In similar to above, we can specify what we are doing and how we are doing via functions.

In [None]:
class Clumper:
    def __init__(self, blob):
        self.blob = blob

    def keep(self, *funcs):
        data = self.blob
        for func in funcs:
            data = [d for d in data if func(d)]
        return Clumper(data)

    def head(self, n):
        return Clumper([self.blob[i] for i in range(n)])

    def tail(self, n):
        return Clumper([self.blob[-i] for i in range(1, n+1)])

    def select(self, *keys):
        return Clumper([{k: d[k] for k in keys} for d in self.blob])

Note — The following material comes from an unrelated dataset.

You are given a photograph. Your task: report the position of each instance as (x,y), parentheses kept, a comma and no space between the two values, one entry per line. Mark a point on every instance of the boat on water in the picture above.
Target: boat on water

    def mutate(self, **kwargs):
        data = self.blob
        for key, func in kwargs.items():
            for i in range(len(data)):
                data[i][key] = func(data[i])
        return Clumper(data)

    def sort(self, key, reverse=False):
        return Clumper(sorted(self.blob, key=key, reverse=reverse))

In [None]:
(Clumper(poke_dict)
  .keep(lambda d: 'Grass' in d['type'],
        lambda d: d['hp'] < 60)
  .mutate(ratio=lambda d: d['attack']/d['hp'])
  .select('name', 'ratio')
  .sort(lambda d: d['ratio'], reverse=True)
  .head(15)
  .blob)

It's easy to make changes to the analysis here because the reading is from left to right top to bottom. We can change the order of lines which will change the order of the code which makes it easy to reason about the steps that are being applied to our data.

Model Chains API is much more powerful and flexible than traditional pandas module to even perform any changes with specifying the changes with the help of functions. We can even improve speed further by workinh on this module. It can even perfrom better and exceed limitations of pandas and python.